At Lost Bay (Simon Pope for PopeCullen, August 2024) Graphite and guache on paper, 9" x 12"
In August 2024 we were invited to be artists-in-residence on Beausoleil Island in the Georgian Bay Islands National Park, Ontario. During this time we identified a new focus for our collaboratory research, addressing questions raised by the influence of popular forms of artistic landscape representation on Canada's National Parks; and as artist-parents we chose to work with two our school-age children on this artistic collaboration.
As PopeCullen, we have always been interested in how conventions of landscape representation in art play a formative role in how people and institutions think about their relationship to land. Parks Canada draws on (what are now) well-established art historical conventions to frame visitors' experience; and as any web search will attest, pictorial conventions established by Tom Thomson, other members of The Group of Seven, and those that followed them, continue to shape both official and popular depictions of woodlands, lakes, and coastline of Canada's National Parks.

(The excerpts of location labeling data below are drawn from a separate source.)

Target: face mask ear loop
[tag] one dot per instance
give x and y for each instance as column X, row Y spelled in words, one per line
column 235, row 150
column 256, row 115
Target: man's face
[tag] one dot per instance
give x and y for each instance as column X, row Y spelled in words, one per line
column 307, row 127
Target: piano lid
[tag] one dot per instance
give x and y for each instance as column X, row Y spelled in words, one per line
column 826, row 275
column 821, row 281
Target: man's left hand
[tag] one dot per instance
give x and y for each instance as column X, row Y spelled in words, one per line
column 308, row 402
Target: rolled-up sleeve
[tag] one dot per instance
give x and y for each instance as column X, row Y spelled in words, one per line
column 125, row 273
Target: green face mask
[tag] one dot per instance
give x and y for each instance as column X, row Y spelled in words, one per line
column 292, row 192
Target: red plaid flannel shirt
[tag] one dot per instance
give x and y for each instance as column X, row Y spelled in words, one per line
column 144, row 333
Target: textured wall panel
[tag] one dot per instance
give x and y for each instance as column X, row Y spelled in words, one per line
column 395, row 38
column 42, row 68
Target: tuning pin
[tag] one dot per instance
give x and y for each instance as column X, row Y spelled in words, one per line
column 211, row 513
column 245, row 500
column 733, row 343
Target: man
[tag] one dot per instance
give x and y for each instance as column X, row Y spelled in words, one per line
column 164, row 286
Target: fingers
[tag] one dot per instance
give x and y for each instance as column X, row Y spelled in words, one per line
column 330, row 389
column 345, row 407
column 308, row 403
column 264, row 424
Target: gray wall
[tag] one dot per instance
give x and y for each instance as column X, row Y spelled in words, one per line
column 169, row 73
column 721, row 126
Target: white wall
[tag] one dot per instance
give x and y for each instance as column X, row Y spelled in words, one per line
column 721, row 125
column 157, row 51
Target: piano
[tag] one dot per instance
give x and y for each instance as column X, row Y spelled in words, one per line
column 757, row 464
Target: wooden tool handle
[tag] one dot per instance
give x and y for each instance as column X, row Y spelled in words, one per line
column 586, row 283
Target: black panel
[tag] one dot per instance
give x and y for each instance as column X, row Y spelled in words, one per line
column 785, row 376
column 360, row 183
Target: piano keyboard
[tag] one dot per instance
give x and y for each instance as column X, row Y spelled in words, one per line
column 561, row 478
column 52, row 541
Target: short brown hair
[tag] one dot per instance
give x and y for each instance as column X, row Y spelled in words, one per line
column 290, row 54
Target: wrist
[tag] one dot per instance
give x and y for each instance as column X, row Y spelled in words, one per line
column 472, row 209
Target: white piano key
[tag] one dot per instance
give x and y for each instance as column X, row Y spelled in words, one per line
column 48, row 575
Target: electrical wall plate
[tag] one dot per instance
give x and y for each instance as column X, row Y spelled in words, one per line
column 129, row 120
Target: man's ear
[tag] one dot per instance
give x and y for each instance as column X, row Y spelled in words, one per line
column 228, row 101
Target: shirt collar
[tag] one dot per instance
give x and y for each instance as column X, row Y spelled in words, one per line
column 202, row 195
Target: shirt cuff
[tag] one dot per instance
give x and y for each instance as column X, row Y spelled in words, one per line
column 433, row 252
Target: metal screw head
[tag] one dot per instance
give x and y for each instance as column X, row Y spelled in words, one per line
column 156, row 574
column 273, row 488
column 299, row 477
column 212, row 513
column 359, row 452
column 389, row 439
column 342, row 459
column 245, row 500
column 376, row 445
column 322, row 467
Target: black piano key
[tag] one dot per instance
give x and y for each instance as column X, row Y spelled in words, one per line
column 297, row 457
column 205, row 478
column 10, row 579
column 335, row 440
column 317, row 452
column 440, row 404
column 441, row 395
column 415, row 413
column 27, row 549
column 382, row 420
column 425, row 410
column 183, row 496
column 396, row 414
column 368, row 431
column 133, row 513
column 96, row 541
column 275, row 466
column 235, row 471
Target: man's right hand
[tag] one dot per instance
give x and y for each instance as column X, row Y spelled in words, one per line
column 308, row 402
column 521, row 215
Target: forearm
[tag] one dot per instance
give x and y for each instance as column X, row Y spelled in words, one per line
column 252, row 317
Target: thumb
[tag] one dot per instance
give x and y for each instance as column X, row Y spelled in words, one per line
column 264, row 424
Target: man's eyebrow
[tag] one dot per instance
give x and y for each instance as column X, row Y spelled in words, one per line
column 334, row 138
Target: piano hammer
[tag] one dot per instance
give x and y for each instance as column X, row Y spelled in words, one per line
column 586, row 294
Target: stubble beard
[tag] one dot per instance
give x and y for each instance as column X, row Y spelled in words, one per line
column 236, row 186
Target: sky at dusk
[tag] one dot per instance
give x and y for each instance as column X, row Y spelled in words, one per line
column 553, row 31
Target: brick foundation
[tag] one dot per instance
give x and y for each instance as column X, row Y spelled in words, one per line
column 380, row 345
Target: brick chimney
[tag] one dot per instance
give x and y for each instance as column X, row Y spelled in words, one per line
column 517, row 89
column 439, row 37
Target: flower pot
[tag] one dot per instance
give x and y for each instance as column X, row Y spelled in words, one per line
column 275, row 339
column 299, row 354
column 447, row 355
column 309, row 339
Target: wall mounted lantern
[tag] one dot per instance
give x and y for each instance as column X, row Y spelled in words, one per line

Conventional scene: The rocks. The Pine. The Lake. Georgian Bay, Ontario
Drawing at Cedar Beach.
As we learned at Beausoleil, following a period of intense settler colonization and extraction of hardwood forest, artists such as Thomson heralded a new 'recreational' era. They typified those who visited the newly-established Parks in the early twentieth century – their paintings suggesting the kind of unconstrained movement forward, into a “wild” and limitless north, that Parks visitors were actively seeking.
In the meantime, there has been a shift, away from prioritizing recreational use of Canada's Parks, towards ecological and decolonial concerns that moderate how we relate to such places. The assumptions underpinning familiar, historical depictions of landscape are now open to question; and, as a consequence, in Beausoleil we were uneasy about straying from trails, or entering historic cemetary grounds, or inland lakes and inlets – not from a percieved risk, but from a sensitivity to other species, their ecological relationships, and a respect for Indigenous and Métis culture. With the age of unfettered access over, our very presence in this place now contentious and problematic. As artists we have each developed practices that are responsive to the ethical questions raised in an era of ecological thinking and decolonization. We have each developed practices that often eschew representation altogether, shaped by the discourses of non-representation geography and participatory modes of contemporary art. Yet despite these turns in academic, artistic, cultural, social and political life, images derived from the 'recreational' era still thrive. In this project we want to return to the conventions and the artforms associated with them, in order to deal directly with the expectations of access engendered by this canonical and hegemonic approach to art and to Canada's National Parks.
As such, on Beausoleil Island our research began by walking the island's trails and taking photographs of places within the Park where we could not or would not go. These photographs represent views towards locations where either access was explicitly denied to us (Parks signage instructing visitors to stay to paths for instance), where the place was remote or inaccesible to us (such as islands offshore), or where we considered it inappropriate to visit (woodlands where deer, bear, and plant species would be disturbed by our presence). Later, we producing drawings from these photographs, forming a series of images depicting “places where we cannot go”, as a kind of map of the locations where we were either unable or unwilling to visit as we engage with the Park during its shift from 'recreational' to ecological/decolonial eras.
Our aim is to extend this work further, identifying the image-surface as a venue where this shift between eras is negotiated, and as a place for further experimentation. Working as a family unit, we will collaborate on the process of image-making – primarily in drawing, with additional painting and photography – to experiment with how this process can enable, express, and embody a negotiation with the artistic, philosophical and ethical challenges presented to us as we visit Canada's National Parks.
Collaborative drawing on Beausoleil.